Congratulations to the team from QUB and UoE on their recent funding success, as part of the HDR UK Inflammation and Immunity Driver Program.

“Our team of clinicians, statisticians and epidemiologists from Queen’s University and the University of Edinburgh have received HDR UK funding to develop prognostic models to help inform treatment decisions for individuals with severe asthma. First line rescue treatment for a severe asthma attack is systemic corticosteroids, which carry a risk of toxicities. Biologic therapies are effective in reducing asthma attacks and have a substantially better safety profile but are more expensive. Currently, Payer Access in the UK advise that individuals with severe asthma will only become eligible for biological therapy after multiple attacks. Identifying individuals at risk of multiple asthma attacks could potentially allow treatment decisions to be brought forward and avoid toxicities due to corticosteroid exposure. Our work aims to develop and validate prognostic models to estimate risk and prospectively identify individuals who will have multiple asthma attacks. This may allow a better understanding of the consequences of delayed intervention with effective therapies to reduce asthma attacks and allow Healthcare Payers and Providers to make more informed treatment decisions for individuals living with severe asthma.” – Andrew Kunzmann, QUB

NIHR Funding for Nottingham’s Matt Martin

Matt Martin and Ralph Akyea (University of Nottingham, Primary Care Stratified Medicine Research Group) have recently received £50k NIHR School for Primary Care Research funding for Development and external validation of a risk prediction model for asthma attacks in primary care: a retrospective cohort study.  Matt is a Consultant Respiratory Physician at Nottingham University Hospitals NHS Trust with research interests in the phenotyping of asthma, asthma attacks and cough, particularly in developing personalised medicine approaches for prevention and treatment of asthma attacks.
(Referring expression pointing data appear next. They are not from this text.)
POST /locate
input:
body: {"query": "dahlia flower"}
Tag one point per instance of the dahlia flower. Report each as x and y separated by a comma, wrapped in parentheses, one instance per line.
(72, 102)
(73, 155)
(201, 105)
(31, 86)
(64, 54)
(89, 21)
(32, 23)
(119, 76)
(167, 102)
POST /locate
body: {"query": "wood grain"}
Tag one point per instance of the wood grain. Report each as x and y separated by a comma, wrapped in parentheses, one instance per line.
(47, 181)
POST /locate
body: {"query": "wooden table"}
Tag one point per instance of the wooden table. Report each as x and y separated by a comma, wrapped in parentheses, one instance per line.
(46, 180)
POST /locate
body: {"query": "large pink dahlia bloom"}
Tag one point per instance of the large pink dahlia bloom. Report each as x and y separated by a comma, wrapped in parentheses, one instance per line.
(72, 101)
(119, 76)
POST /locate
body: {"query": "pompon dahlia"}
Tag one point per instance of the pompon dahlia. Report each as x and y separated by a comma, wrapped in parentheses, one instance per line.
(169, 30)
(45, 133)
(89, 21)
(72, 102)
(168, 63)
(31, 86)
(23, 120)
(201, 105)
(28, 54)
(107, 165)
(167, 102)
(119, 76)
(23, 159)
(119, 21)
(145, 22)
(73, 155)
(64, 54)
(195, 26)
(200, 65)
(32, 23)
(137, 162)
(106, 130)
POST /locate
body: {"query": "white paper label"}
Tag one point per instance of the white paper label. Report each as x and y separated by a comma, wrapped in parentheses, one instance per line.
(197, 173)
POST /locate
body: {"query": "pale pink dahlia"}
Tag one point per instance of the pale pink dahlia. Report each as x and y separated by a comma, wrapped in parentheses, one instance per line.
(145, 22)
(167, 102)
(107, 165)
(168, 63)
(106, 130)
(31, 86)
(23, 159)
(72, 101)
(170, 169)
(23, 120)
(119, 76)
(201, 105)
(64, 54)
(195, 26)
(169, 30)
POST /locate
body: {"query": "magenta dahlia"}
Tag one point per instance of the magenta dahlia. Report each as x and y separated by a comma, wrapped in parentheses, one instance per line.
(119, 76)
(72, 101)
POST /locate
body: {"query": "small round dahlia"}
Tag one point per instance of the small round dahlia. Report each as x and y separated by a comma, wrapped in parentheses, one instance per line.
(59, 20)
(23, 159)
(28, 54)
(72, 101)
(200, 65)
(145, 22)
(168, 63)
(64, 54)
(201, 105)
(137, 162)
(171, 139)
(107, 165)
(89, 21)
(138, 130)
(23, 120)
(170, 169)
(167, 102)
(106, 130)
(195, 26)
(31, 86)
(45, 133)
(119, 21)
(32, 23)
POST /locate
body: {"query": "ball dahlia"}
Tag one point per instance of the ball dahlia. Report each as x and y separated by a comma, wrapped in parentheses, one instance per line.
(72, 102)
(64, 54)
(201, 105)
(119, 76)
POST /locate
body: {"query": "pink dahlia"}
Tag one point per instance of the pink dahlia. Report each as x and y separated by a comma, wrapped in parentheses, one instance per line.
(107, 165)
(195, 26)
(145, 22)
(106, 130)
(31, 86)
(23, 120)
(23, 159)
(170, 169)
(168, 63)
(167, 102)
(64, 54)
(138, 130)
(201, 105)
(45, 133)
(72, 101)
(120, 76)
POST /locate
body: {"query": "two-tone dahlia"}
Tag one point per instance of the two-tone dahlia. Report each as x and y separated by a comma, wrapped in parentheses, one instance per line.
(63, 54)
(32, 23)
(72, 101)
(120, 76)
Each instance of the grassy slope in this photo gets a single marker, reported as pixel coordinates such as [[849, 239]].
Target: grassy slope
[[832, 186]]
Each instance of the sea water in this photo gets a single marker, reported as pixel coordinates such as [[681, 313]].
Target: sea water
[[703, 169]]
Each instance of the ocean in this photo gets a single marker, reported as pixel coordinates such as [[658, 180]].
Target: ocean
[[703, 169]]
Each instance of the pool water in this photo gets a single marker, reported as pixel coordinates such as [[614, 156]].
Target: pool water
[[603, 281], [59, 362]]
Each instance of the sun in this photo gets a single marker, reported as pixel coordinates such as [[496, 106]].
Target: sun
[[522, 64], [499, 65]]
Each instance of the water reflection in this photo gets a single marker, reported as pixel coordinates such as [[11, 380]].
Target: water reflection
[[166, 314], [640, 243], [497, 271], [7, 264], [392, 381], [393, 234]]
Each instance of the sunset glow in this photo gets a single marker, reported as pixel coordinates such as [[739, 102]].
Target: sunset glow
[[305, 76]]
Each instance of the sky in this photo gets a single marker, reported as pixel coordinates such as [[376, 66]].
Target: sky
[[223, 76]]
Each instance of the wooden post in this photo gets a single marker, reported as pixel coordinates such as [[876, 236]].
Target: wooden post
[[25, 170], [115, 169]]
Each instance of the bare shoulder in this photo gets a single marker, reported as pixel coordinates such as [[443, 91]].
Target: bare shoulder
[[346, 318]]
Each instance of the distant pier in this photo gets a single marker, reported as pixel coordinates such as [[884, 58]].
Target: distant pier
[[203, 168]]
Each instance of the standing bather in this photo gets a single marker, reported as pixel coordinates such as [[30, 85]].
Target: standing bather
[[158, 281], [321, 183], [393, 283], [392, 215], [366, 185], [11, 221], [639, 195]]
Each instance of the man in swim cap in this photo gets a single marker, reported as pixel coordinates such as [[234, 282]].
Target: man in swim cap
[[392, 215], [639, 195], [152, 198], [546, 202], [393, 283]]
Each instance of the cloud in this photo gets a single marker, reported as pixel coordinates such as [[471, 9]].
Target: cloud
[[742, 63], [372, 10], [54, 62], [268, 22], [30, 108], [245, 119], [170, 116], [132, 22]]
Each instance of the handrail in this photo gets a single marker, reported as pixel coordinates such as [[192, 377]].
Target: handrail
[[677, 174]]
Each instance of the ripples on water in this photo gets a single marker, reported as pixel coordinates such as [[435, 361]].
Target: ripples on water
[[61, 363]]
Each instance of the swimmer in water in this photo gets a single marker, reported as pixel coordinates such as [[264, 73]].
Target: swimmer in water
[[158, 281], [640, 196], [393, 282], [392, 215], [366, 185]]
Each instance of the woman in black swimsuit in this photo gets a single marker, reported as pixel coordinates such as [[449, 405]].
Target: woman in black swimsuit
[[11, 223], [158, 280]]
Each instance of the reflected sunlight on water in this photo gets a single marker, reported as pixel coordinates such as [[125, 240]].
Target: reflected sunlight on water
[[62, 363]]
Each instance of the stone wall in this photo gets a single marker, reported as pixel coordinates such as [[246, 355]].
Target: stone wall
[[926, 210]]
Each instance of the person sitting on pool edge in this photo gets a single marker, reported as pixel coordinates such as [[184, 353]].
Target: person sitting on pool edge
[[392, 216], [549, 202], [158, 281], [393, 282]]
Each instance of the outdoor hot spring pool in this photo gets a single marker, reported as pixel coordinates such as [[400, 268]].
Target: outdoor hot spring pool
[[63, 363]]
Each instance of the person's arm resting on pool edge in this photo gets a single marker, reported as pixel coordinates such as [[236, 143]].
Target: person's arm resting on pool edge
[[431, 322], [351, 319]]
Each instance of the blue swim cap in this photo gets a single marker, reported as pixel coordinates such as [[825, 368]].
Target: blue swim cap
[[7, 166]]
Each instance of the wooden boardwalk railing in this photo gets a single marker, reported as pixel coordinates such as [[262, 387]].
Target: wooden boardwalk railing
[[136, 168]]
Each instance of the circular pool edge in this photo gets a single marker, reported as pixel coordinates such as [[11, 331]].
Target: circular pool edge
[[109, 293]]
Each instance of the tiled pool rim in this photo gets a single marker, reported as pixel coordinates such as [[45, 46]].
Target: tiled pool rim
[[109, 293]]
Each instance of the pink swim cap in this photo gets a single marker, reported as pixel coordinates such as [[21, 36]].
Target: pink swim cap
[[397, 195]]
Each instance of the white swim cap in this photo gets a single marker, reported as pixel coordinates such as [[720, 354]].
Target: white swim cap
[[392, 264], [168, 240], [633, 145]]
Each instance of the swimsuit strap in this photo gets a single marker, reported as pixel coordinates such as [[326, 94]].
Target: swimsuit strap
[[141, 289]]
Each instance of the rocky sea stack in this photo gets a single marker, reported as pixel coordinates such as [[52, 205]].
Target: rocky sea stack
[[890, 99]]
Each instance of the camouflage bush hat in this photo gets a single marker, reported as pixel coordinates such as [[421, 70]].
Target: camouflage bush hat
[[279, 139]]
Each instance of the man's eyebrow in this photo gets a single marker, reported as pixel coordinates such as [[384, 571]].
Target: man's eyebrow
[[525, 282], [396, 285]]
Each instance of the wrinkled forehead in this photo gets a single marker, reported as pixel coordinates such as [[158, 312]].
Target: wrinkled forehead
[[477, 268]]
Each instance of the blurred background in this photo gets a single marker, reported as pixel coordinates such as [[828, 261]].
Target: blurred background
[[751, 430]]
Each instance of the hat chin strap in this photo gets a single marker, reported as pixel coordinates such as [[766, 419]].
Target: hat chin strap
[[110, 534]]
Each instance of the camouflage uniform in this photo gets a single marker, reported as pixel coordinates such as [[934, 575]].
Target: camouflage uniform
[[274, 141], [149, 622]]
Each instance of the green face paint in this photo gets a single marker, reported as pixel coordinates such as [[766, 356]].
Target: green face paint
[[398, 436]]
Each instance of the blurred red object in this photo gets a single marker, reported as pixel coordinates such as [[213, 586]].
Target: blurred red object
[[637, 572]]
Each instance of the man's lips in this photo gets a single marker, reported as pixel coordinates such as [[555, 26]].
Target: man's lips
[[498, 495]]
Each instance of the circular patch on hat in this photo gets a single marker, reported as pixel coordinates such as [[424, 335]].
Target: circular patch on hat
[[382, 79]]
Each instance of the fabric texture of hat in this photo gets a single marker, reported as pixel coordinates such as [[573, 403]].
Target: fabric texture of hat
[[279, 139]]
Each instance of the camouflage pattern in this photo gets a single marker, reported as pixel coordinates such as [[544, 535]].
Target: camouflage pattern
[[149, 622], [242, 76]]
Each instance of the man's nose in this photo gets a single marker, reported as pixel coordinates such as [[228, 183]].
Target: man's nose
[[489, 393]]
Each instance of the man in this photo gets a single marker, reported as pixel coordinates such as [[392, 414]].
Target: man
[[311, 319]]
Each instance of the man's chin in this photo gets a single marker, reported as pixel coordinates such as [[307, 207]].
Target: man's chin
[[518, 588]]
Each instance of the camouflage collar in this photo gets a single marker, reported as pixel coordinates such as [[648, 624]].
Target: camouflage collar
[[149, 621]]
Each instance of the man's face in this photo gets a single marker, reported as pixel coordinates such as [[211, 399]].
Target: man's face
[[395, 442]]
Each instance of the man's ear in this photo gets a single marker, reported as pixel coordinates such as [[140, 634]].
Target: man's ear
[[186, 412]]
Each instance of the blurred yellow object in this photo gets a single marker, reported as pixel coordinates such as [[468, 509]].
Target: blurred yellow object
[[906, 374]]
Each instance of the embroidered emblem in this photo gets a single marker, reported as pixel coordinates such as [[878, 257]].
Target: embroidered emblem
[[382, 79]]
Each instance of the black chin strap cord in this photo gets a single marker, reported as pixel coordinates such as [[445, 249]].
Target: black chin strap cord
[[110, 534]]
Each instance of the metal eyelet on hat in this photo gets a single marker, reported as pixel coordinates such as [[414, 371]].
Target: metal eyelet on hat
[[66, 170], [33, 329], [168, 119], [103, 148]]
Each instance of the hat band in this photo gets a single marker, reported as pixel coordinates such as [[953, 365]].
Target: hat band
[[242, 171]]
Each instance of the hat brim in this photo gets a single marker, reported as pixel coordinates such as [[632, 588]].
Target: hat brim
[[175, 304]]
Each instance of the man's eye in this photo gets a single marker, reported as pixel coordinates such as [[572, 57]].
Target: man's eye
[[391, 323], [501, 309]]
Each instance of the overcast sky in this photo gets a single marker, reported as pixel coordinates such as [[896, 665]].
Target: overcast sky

“I will be working on this grant with my Co-PI Ralph who is a Senior Research Fellow with the Centre for Academic Primary Care, University of Nottingham and early career epidemiologist with a postgraduate master’s degree in public health and research doctorate in Primary Care. Ralph’s interests include the use of coded data in electronic health records to stratify and improve care in primary care. We will collaborate with experts from other centres including Holly (!) and Prof Kontopantelis from the University of Manchester. We aim to develop and validate (internally and externally) an asthma attack prediction model to estimate the 12-month risk of an asthma attack (using CPRD GOLD and Aurum and HES data) using supervised machine learning approaches guided by expert and patient knowledge.  We will obviously be very keen to hear about the results of Holly’s work in this area and to discuss further with anyone else working in a similar area once we get underway!”  – Matt Martin

Derivation and validation of an asthma diagnosis prediction model for children and young people in primary care

Dr. Luke Daines (Edinburgh University) has recently published in Wellcome Open Research on an asthma diagnosis prediction model for children and young people in primary care.  The logistic regression based prediction model was derived using the Avon Longitudinal Study of Parents and Children (ALSPAC) data linked to electronic health records, and validated in the Optimum Patient Care Research Database (OPCRD).   Predictors included in the final model were wheeze, cough, breathlessness, hay-fever, eczema, food allergy, social class, maternal asthma, childhood exposure to cigarette smoke, prescription of a short acting beta agonist and the past recording of lung function/reversibility testing. In the external validation dataset the C-statistic was 0.85, 95% CI 0.83–0.88.  Following further evaluation of clinical effectiveness, the prediction model could be implemented as a decision support software.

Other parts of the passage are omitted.